FOR FURTHER INFORMATION CONTACT:
Jeffrey Moragne, Committee Management Office, Department of Veterans Affairs, Advisory Committee Management Office (00AC), 811 Vermont Avenue, 4th Floor, NW, Washington, DC 20420; telephone (202) 714-1578; or email at Jeffrey.Moragne@va.gov.
SUPPLEMENTARY INFORMATION:
Pursuant to the Federal Advisory Committee ACT, notice is hereby given that the Secretary of Veterans Affairs (VA) intends to reestablish the Veterans Rural Health Advisory Committee (Committee or VRHAC) for two (2) years from the filing date of the charter's reestablishment. The purpose of the Committee is to advise the Secretary of VA on rural health care issues affecting Veterans. The VHRAC examines programs and policies that impact the delivery of VA rural health care to Veterans and discusses ways to improve and enhance VA access to rural health care services for Veterans.
In addition, pursuant to 41 CFR 102-3.65, the Department of Veterans Affairs provides this written notice determination stating that the Committee is in the public interest and found to be in accordance with the Federal Advisory Community Act (FACA), the 2025 FACA Final Rule, and current to the U.S. General Services Administration, Committee Management Secretariat guidance. The following factors below provide an overview of the Committee's operations and public interest intent.
Annual Budget—The overall operating costs for the Committee is $184,169. All members receive travel expenses and a per diem allowance in accordance with the Federal Travel Regulation for any travel made in connection with their duties as members of the Committee. The expected costs are broken into:
(i) Federal personnel (based on full-time equivalent (FTE) usage basis) is .80 with other Federal internal costs being $135,369.

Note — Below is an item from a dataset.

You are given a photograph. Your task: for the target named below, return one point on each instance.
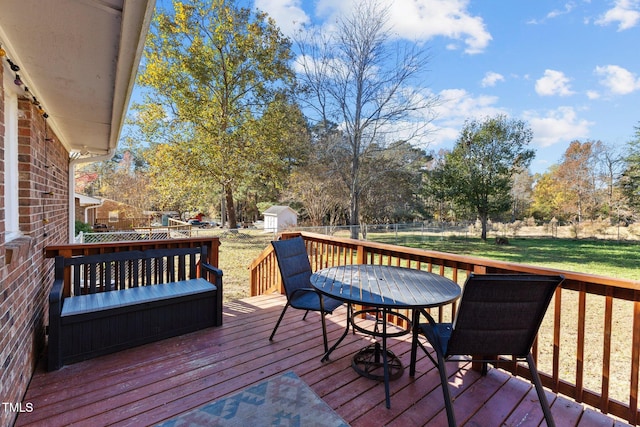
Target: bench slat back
(130, 269)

(ii) Proposed payments to Non-Federal Members is $3,218. Payments to Federal Members are $7,081. The Committee is composed of not more than 12 appointed members and up to 3 ex-officio members.

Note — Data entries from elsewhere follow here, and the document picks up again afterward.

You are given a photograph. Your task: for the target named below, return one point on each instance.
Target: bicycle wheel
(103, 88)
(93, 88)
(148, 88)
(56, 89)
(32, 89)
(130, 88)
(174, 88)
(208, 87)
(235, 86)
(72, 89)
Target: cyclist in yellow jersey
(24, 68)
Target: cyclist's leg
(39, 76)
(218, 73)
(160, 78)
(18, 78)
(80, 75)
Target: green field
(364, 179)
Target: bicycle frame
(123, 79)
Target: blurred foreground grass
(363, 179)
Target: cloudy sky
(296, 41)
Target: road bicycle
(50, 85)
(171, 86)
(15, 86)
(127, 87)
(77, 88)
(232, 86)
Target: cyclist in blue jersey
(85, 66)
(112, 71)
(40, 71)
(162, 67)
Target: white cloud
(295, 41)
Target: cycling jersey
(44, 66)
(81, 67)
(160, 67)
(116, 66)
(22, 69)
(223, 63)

(iii) Reimbursable costs equate to travel reimbursement for Non-Federal Members is $11,230, for Federal Members is $3,671 and for Federal Staff is $23,600.
This Committee does not have any dollar value of grants expected for the fiscal year.
Membership Selection—The Committee's membership includes academic experts in rural health care delivery, state and federal government professionals who focus on rural health issues, Department of Veterans Affairs officials at the state level, and selected Veterans service organization leaders. VHRAC members range from patient care advocates to medical policy strategists. Additionally, the Committee works with the Department's Advisory Committee Management Office, the Committee Chair, and the Office of Rural Health (ORD) leadership to ensure the committee is balanced, to the extent possible, diversity ethnically and geographical background representation.
Existing Federal Advisory Committees—The following list are the 27 VA advisory committees includes 18 that are statute (with an asterisk *) and 9 non-statutory committees.
(1) VA National Academic Affiliations Council
* (2) Advisory Committee on Cemeteries and Memorials
(3) Cooperative Studies Scientific Evaluation Committee
* (4) Advisory Committee on Disability Compensation ( printed page 17336)
* (5) Veterans' Advisory Committee on Education
* (6) Veterans' Advisory Committee on Environmental Hazards (Administratively Inactive)
* (7) Advisory Committee on Former Prisoners of War
* (8) Geriatrics and Gerontology Advisory Committee
* (9) Research Advisory Committee on Gulf War Veterans' Illnesses
(10) Health Systems Research Service Merit Review Board
* (11) Advisory Committee on Homeless Veterans
(12) Joint Biomedical Laboratory Research and Development and Clinical Science Research and Development Services Scientific Merit Review Board
* (13) Advisory Committee on Minority Veterans
(14) National Research Advisory Council
* (15) Advisory Committee on U.S. Outlying Areas and Freely Associated States
* (16) Advisory Committee on Prosthetics and Special Disabilities Programs
* (17) Advisory Committee on the Readjustment of Veterans
* (18) Veterans' Advisory Committee on Rehabilitation
(19) Rehabilitation Research and Development Service Scientific Merit Review Board
(20) Veterans' Rural Health Advisory Committee
* (21) Special Medical Advisory Group
* (22) Advisory Committee on Structural Safety of Department of Veterans Affairs Facilities
* (23) Advisory Committee on Tribal and Indian Affairs
(24) Veterans' Family, Caregiver, and Survivor Advisory Committee
* (25) Veterans and Community Oversight and Engagement Board
(26) Department of Veterans Affairs Voluntary Service National Advisory Committee
* (27) Advisory Committee on Women Veterans
Justification—VRHAC continues to provide valuable external rural health stakeholder perspective regarding rural health care and the challenges of accessing and delivering services in rural and highly rural areas. Stakeholder representation of Federal, state, regional, and local organizations is good; though proposed solutions to overcoming challenges specific to rural Veterans are often limited by implementation feasibility in the VA and the Veterans Health Administration.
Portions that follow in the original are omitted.